Obtain the source code for this activity

Check out the source code

$ git clone https://github.com/LoyolaChicagoBooks/introds-scala-examples

or download and unzip

$ wget https://github.com/LoyolaChicagoBooks/introds-scala-examples/archive/refs/heads/main.zip
$ unzip main.zip

Then navigate to the montecarlo-scala directory for the Monte Carlo simulation code, and the 311-case-study-scala directory for the 311 case study code.

Monte Carlo challenge

  • Verify that you can run the Monte Carlo simulation code for estimating the area of a circle, and understand how it works. (Refer to the README file in the montecarlo-scala directory for instructions on how to run the code.)

  • Determine how many darts (as a power of 10) you need to throw to get a good estimate of the area of the circle, defined as accurate when rounded to the first two decimal places, e.g.,

    • 3.12017 rounded to 3.12 (FAIL)

    • 3.14159 rounded to 3.14 (PASS)

    • 3.14859 rounded to 3.15 (FAIL)

  • Study the source code and understand how the data is generated and analyzed.
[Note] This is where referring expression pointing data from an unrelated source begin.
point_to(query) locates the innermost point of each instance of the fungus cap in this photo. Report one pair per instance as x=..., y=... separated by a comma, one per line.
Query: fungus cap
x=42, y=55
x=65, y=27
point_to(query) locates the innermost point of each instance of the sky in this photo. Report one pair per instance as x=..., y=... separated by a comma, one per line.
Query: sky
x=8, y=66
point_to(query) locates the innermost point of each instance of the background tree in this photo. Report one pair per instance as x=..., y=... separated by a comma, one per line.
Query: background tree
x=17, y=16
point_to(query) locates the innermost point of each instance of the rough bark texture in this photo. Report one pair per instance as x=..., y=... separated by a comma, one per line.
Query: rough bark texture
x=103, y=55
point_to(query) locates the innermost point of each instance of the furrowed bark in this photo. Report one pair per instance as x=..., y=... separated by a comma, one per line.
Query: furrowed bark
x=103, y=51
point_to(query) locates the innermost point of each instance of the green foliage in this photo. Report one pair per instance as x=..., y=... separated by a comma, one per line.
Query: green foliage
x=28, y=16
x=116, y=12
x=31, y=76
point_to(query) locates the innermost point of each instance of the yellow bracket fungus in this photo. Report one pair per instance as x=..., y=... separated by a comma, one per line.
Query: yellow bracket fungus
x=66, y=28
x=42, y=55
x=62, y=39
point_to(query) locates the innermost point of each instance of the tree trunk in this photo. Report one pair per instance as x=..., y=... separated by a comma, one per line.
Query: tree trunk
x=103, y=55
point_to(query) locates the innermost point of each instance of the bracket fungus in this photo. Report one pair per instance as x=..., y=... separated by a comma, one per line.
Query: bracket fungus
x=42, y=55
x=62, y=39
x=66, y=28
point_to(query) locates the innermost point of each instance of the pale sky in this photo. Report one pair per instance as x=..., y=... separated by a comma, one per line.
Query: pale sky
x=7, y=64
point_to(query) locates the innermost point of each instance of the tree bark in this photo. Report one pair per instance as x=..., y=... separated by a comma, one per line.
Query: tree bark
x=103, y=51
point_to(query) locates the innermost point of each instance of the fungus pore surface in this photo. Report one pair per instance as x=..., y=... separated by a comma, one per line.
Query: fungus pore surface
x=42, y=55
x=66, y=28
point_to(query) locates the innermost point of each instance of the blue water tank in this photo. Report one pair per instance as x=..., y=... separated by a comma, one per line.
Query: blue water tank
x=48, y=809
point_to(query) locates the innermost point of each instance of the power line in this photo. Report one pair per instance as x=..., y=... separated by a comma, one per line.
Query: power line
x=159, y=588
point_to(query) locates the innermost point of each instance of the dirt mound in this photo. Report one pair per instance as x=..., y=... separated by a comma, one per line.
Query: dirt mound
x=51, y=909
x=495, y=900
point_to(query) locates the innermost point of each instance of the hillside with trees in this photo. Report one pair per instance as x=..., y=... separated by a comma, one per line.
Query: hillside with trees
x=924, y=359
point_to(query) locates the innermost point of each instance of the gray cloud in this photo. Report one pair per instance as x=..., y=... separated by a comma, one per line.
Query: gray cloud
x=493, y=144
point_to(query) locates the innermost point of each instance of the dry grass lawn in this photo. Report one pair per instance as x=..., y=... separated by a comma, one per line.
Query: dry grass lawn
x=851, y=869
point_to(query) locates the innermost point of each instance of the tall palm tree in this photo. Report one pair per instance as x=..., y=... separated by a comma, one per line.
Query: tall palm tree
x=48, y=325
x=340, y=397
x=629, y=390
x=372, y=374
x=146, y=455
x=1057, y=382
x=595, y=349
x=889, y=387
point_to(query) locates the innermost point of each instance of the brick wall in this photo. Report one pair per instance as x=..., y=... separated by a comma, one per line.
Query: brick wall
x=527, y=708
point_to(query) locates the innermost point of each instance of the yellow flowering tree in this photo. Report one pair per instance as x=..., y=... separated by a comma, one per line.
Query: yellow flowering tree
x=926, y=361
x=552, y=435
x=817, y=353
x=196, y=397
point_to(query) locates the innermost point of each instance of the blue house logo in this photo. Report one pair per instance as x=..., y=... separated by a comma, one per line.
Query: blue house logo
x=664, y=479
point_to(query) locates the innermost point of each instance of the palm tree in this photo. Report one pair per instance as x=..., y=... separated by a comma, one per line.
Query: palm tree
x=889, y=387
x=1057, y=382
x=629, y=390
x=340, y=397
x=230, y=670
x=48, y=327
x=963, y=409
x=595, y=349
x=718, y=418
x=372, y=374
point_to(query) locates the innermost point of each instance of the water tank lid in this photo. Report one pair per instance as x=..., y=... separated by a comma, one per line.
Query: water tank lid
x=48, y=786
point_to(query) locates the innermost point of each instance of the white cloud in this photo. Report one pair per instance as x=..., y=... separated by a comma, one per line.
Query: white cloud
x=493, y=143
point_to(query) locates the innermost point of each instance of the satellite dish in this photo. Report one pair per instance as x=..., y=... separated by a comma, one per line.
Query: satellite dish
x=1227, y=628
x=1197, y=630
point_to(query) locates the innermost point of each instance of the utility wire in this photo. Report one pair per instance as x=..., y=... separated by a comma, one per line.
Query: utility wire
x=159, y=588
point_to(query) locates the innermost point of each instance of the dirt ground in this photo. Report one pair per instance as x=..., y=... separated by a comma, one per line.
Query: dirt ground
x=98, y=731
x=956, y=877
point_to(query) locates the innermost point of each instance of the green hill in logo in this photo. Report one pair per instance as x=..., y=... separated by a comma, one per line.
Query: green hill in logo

In particular, understand what role the Smile library plays in each stage of the process.

311 case study challenge

  • Find out which options the FilterGraffitiData.scala program accepts by running it with the --help option, e.g.,

    scala-cli FilterGraffitiData.scala -- --help
    
  • Filter the data based on various criteria, such as status, e.g.,

    scala-cli FilterGraffitiData.scala -- -i dataset/311_graffiti.csv -s 'Open'
    

    This might show only a few matches, so try again with other status values (look at the dataset to see what other status values are available) and a higher number of records to show, e.g.,

    scala-cli FilterGraffitiData.scala -- -l 1000 -i dataset/311_graffiti.csv -s 'Open'
    
  • Attempt to reproduce the visualization by running the VisualizeGraffitiData.scala program, e.g.,

    scala-cli VisualizeGraffitiData.scala -- -i dataset/311_graffiti.csv
    
  • Study the source code and understand how the data is generated and analyzed. In particular, understand what role the Smile library plays in each stage of the process.